Вейн обернулся, и неяркий свет от окна тускло осветил его лицо. Сейчас он казался старше, а может, сегодня мы оба неожиданно стали старше. Медленно муж подошел к кровати, на которой я сидела, зажав ладони между коленей — такой испуганный, ребячливый жест.
— Я сегодня плохой собеседник, Айса, — произнес Дахар, видимо, он устал, быть может, сильнее, чем я могла себе вообразить, но все же не ушел молча.
— Тогда не разговаривай, просто поцелуй меня, — мне не верилось, что я смогла это сказать.

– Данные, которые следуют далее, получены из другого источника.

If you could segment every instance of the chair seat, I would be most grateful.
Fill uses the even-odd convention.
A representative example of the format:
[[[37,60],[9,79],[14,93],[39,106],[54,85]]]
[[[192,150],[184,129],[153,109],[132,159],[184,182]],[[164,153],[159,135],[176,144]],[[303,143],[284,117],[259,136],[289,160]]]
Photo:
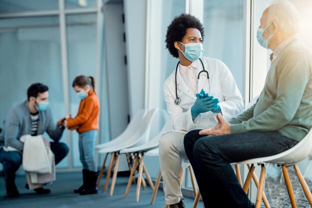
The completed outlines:
[[[241,161],[240,164],[250,164],[261,163],[270,163],[278,164],[293,164],[304,160],[308,157],[312,148],[312,131],[298,144],[292,148],[281,153],[272,156],[255,158]]]
[[[151,139],[149,142],[137,147],[123,149],[120,151],[120,153],[131,153],[138,152],[146,152],[157,148],[159,144],[159,139],[162,136],[162,134],[163,134],[163,133],[172,130],[172,129],[173,127],[171,124],[170,119],[166,118],[166,121],[161,129],[161,130],[155,137]]]
[[[159,155],[159,149],[156,148],[154,150],[150,150],[147,152],[145,155],[146,156],[158,156]]]

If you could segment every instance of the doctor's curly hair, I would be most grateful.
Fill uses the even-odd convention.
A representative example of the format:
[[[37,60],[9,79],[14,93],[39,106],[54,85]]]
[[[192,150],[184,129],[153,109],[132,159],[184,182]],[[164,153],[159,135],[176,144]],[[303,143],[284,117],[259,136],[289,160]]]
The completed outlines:
[[[167,28],[165,41],[166,48],[168,48],[170,54],[175,58],[178,58],[179,54],[177,50],[174,47],[174,42],[180,41],[189,28],[195,28],[199,30],[201,37],[204,39],[204,27],[198,18],[190,14],[182,13],[176,16]]]

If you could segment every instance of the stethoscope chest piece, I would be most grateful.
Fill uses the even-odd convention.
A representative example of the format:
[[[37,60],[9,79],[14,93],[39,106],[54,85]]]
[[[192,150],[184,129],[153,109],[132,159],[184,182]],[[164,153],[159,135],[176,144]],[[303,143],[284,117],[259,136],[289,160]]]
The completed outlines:
[[[176,105],[179,105],[181,103],[181,98],[179,97],[177,97],[174,101],[174,103]]]

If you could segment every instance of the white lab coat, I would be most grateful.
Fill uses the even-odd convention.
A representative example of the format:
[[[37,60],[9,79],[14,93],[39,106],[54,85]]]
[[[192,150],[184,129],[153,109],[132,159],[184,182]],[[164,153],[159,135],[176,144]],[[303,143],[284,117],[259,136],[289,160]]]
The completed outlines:
[[[227,120],[236,116],[244,109],[244,102],[230,70],[219,60],[206,57],[201,57],[201,59],[205,69],[209,73],[209,95],[219,99],[220,102],[218,105],[225,119]],[[198,68],[197,74],[202,70],[202,66],[199,60],[193,62],[192,65]],[[211,111],[200,114],[194,121],[192,121],[191,107],[196,97],[189,90],[180,76],[179,68],[176,79],[177,94],[181,100],[180,104],[174,103],[176,99],[175,70],[165,81],[163,85],[164,100],[174,130],[188,131],[214,127],[217,123],[216,114]],[[206,74],[201,73],[197,86],[198,92],[200,92],[202,88],[205,92],[209,93],[209,82]]]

Ох, будь время и место иное, я получила бы истинное удовольствие от растерянности, отразившейся на лице Дахара. Но сейчас мне было не до этого. Я просто хотела, чтобы он был со мной. Если уж я свалилась сегодня в преисподнюю окончательно, то почему бы не уступить своему горячему и томительному желанию? Падать глубже все равно было некуда.
— Айса, ты умом тронулась? — ядовито прошипел Вейн. — Если я тебя поцелую, то проведу эту ночь здесь. С тобой, милая. И, поверь мне, утром у тебя будет гораздо больше причин, чтобы считать меня злодеем. Я не сниму артефакт, и твоя магия не причинит мне вреда. А с учетом того, что магичка ты так себе, то от злодея в моем лице ничего не спасет.
Я ничего не ответила: у меня не было сейчас сил ни спорить, ни задумываться над возможной правдивостью его слов. Я медленно поднялась: ноги плохо держали и частично из-за этого, а частично из-за того, что просто хотела поступить так. Я сама подошла к мужу вплотную и положила ладони ему на плечи. Мышцы под моими руками были так ужасно напряжены. А потом я сама, первая его поцеловала: просто коснулась искусанными — когда только успела? — губами его холодных тонких губ.
Несколько секунд он не отвечал: просто стоял неподвижно и неяркий свет от окна, которое было за моей спиной, бликами освещал его лицо. А потом, будто очнувшись ото сна, он запустил сильные пальцы в мои волосы, дернул больно и сильно. Поцеловал: жадно, голодно, будто намереваясь выпить остатки моей несчастной души. Он пробормотал что-то в поцелуй, но я даже не поняла что, и спустя секунду его защита и уверенность почти беззвучно упали на ковер вместе с сапогами и ритуальным ножом из голенища.